Il me lança un regard vif et perçant, puis s’arrêta devant les cadavres des Allemands.

 — Récupérez les armes et tout ce qui pourra nous être utile. Jetez les corps dans les tombes et recouvrez-les, ajouta-t-il d’un ton abrupt.

 — Merci Jean pour ton intervention, fit Claude en lui tapant sur l’épaule. Qu’avez-vous fait du chauffeur ?

 — Il a essayé de s’enfuir. J’ai dû l’étrangler pour qu’il ne donne pas l’alerte.

 — Les Allemands vont revenir, fit remarquer Claude.

 — La plupart des membres de la Gestapo ignorent où leurs troufions enterrent leurs prisonniers. Ils ne sauront pas où les chercher.

 Jean se retourna soudain et agrippa l’un de ses hommes par le col.

 — Repose ce briquet !

 — Mais, c’est de l’or, Jean ! Ça doit valoir une petite fortune au marché noir !

 — Nous ne sommes pas des voleurs ! On ne récupère que ce qui est utile, et surtout pas de babioles du Reich !

 — Il est mort ! Il n’en a pas besoin…

 — Toi non plus !

 — De toute façon, une balle l’a abîmé, ronchonna le résistant en fourrant le briquet dans la poche du cadavre.

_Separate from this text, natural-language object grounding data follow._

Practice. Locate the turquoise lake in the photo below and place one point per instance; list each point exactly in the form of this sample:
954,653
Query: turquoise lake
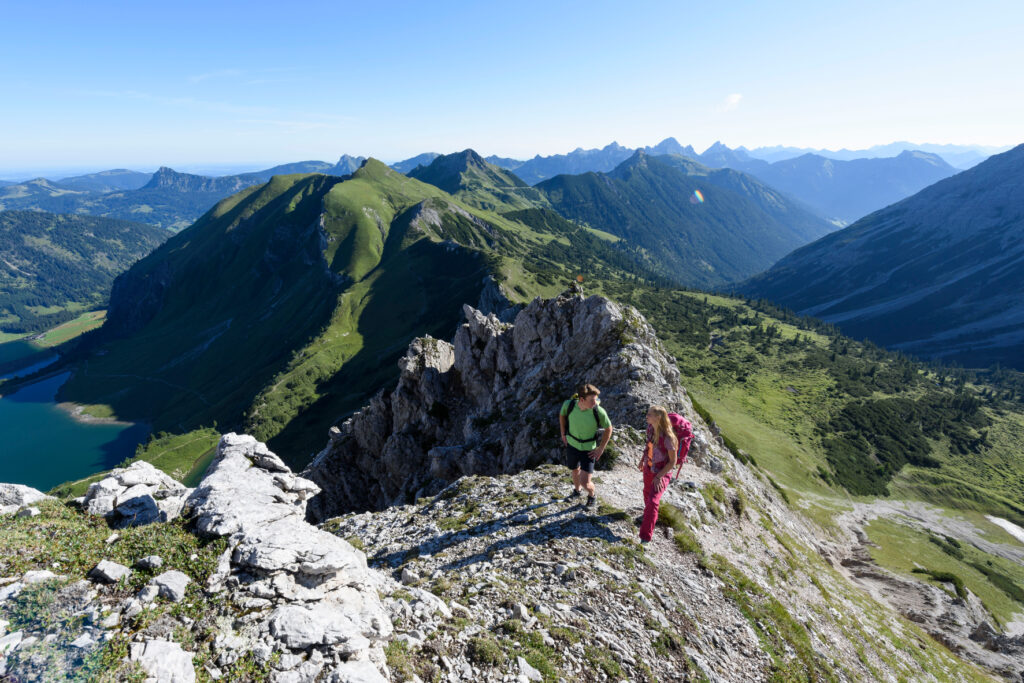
42,445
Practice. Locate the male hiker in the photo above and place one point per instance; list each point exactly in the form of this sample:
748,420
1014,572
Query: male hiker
581,419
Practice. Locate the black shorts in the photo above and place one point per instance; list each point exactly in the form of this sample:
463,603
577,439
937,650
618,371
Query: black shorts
576,458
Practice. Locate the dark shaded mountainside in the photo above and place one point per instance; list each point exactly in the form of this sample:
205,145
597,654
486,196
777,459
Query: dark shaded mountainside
938,274
165,199
851,189
287,304
53,266
737,227
844,189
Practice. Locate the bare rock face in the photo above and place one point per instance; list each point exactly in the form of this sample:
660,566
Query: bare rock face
13,497
136,495
306,591
487,403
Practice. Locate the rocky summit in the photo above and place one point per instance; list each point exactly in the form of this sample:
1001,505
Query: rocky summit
487,402
446,548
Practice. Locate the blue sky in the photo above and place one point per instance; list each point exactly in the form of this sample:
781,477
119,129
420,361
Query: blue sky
104,84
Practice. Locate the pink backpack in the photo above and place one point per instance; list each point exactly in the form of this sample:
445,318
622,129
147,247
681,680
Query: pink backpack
684,434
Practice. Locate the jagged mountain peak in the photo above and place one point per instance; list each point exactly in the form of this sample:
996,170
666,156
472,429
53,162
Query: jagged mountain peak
464,169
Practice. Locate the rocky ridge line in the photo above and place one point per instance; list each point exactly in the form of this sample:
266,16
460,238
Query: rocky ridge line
486,402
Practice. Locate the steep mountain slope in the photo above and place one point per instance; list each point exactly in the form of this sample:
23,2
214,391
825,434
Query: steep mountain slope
579,161
851,189
419,160
960,156
738,226
583,161
284,307
838,189
168,199
937,274
288,169
345,166
54,266
460,409
478,182
719,156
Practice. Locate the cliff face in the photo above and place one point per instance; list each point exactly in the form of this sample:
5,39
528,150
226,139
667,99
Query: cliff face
487,403
492,573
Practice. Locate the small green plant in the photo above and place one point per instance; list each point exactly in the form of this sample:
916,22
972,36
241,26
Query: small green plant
598,657
485,651
398,658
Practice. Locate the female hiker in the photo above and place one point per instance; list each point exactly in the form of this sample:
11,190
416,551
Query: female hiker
580,419
656,464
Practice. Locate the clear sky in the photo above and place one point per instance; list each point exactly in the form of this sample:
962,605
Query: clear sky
140,84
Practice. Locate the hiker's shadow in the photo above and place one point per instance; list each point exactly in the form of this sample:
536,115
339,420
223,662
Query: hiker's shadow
571,521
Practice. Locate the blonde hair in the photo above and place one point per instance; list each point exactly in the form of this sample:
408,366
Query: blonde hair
663,427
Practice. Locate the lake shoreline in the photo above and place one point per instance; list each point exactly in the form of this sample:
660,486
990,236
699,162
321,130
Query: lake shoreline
76,412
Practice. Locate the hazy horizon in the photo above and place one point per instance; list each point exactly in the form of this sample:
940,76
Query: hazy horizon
105,85
56,172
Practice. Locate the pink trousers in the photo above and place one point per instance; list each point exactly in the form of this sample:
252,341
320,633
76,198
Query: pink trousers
650,502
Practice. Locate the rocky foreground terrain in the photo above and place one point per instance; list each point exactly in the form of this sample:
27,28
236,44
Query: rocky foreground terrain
492,575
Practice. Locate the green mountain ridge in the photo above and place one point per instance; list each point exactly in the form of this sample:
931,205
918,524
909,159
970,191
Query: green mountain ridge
740,227
286,305
52,267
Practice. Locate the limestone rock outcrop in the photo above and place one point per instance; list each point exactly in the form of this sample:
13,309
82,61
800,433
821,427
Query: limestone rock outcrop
135,495
13,497
487,403
305,589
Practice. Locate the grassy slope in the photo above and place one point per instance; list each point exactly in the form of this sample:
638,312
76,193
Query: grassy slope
55,266
18,351
184,457
776,409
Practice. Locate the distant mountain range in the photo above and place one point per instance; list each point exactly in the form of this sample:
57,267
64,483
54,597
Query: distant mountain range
705,227
840,190
584,161
289,303
958,156
105,181
837,190
937,274
166,199
849,189
53,266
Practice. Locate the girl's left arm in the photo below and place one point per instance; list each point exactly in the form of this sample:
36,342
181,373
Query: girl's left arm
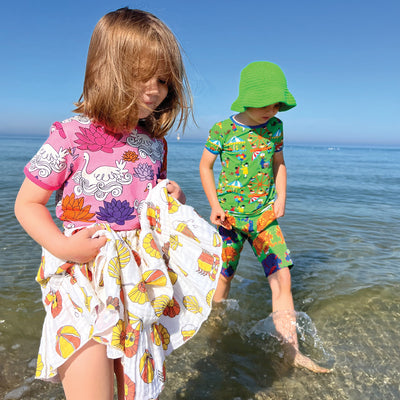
35,218
280,176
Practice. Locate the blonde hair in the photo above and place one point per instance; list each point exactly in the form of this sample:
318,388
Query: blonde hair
129,47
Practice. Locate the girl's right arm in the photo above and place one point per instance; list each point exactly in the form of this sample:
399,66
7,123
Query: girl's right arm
35,218
207,161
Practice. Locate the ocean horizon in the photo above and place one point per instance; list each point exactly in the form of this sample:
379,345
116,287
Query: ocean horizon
342,225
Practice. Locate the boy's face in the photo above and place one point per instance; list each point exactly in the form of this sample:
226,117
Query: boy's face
258,116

 — Bon allez, on termine d’enterrer les corps, on brûle le camion et on se casse, conclut Jean avant de se tourner vers moi.

 Il fit un pas dans ma direction et me serra la main.

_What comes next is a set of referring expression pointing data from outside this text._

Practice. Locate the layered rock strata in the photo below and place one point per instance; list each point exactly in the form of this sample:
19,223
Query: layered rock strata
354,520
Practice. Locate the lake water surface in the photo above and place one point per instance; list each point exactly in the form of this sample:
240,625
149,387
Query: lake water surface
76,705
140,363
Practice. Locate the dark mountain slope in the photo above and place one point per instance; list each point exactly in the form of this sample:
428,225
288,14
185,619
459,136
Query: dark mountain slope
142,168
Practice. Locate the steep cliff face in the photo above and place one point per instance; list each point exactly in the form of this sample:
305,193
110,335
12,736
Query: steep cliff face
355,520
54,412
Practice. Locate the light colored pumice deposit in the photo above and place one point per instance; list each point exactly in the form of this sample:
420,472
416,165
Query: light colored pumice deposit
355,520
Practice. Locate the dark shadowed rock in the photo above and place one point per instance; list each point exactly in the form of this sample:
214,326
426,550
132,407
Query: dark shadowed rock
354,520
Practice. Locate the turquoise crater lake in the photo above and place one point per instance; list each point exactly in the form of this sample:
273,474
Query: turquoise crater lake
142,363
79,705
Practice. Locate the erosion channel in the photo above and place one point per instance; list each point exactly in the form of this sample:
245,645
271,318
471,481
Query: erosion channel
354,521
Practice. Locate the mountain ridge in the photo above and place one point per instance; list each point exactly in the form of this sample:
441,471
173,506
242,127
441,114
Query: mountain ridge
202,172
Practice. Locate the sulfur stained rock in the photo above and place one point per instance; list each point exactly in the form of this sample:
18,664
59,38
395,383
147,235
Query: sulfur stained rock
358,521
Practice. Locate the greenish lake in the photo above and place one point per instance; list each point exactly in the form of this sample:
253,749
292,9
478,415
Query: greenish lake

 — Moi, c’est Jean. À qui ai-je l’honneur ?

 — Je m’appelle Augustin.

 Il désigna mon uniforme d’un geste du menton.

 — Nazi ?

 — Euh… Non, monsieur… Je l’ai volé.

 — Enchanté de faire ta connaissance, Augustin, me dit-il en jetant un coup d’œil entendu à ses camarades.

 Avant que je ne puisse réagir, quelqu’un passa un bras autour de ma gorge. Jean en profita pour m’attacher les pieds et les mains.

 — Qu’est-ce que vous faites ? m’écriai-je en me débattant.

 — Désolé, Augustin. C’est une simple mesure de précaution, entendis-je la voix de Claude m’annoncer.

Jean me balança comme un malpropre dans le coffre d’une voiture, puis il me bâillonna et m’enfila un sac sur la tête.

 — Si je t’entends brailler ou gesticuler, je m’arrête et je te colle une balle dans la tête, me prévint-il avant de refermer le coffre.